Is there a way to make Autograd.grad behave element-wise?

I want to compute the gradient of a network with respect to its inputs. The network takes a 1-feature size-N batch of shape (N,1) and returns an output of the same shape.

If I pass in a (1,1) input inp, I can do it like this:

out = net(inp)
dNetdInp = torch.autograd.grad(out, inp, create_graph=True)[0]

But what if my input is (N,1)? If I try the same thing, I get a RuntimeError: grad can be implicitly created only for scalar outputs. What I want is a (N,1) tensor of the gradients, with the ith element in the tensor corresponding to the gradient of the net with respect to the ith input. How might I do this elegantly?

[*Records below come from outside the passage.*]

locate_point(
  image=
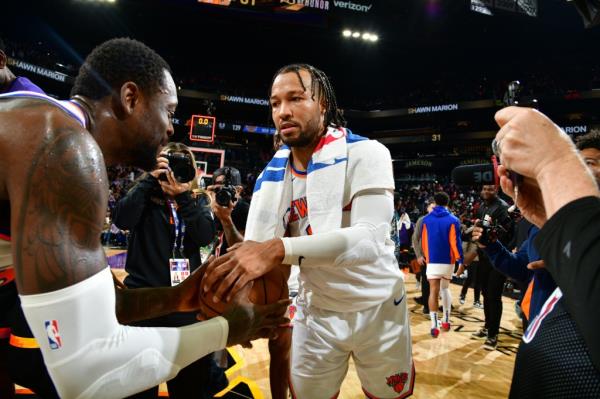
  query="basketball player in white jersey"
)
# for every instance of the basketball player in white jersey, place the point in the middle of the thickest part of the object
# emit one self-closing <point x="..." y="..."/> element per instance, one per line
<point x="326" y="200"/>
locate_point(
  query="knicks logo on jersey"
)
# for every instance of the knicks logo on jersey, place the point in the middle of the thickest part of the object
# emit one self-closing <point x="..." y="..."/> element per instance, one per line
<point x="53" y="333"/>
<point x="296" y="218"/>
<point x="397" y="381"/>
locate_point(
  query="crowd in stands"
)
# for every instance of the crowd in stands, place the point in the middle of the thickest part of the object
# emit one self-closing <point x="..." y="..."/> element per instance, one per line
<point x="566" y="81"/>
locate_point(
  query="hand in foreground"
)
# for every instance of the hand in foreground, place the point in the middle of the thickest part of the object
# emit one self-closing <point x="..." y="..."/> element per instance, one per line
<point x="529" y="201"/>
<point x="172" y="186"/>
<point x="223" y="213"/>
<point x="243" y="262"/>
<point x="529" y="141"/>
<point x="189" y="289"/>
<point x="248" y="321"/>
<point x="476" y="235"/>
<point x="536" y="265"/>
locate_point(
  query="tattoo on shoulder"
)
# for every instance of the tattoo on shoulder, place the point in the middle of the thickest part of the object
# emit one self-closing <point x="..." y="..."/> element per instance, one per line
<point x="58" y="234"/>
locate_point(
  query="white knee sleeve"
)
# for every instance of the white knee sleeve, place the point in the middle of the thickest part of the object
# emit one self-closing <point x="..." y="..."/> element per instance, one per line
<point x="89" y="354"/>
<point x="446" y="298"/>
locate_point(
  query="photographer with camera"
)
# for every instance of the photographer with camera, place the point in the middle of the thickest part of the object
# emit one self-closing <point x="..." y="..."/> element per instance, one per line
<point x="167" y="229"/>
<point x="230" y="209"/>
<point x="539" y="282"/>
<point x="493" y="213"/>
<point x="560" y="352"/>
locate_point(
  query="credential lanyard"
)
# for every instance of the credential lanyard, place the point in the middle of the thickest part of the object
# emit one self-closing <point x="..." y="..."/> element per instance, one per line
<point x="179" y="229"/>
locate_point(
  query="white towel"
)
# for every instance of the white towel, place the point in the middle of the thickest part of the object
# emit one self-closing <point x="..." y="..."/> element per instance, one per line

The error happens because out has ore than one element.
If you have a scalar loss and want the gradient wrt that, you can just compute it and call autograd.grad() on that.
If you want the gradient of the ith input wrt to the ith output. Then there are two cases:

  • If your net compute the value for each input element independently (no batchnorm or layer norm), then you can simply call autograd.grad() with out.sum() or grad_outputs=torch.ones_like(out).
  • If not, then you will have to do one backward for each element in your Tensor to make sure you can separate the gradient coming from each output element.

Thanks for the reply!

I want to apply a loss function to the gradients: in particular, I want to penalize negative gradients with respect to any input. If I got the (N,1) tensor dNetdInp, then I could simply take nn.ReLU(-dNetdInp) and then sum the result.

Is there a way to adapt your solution for this kind of use case? (Applying relu to the sum wouldn’t give me the right loss.)

Could grad_outputs=torch.ones_like(out) work for this?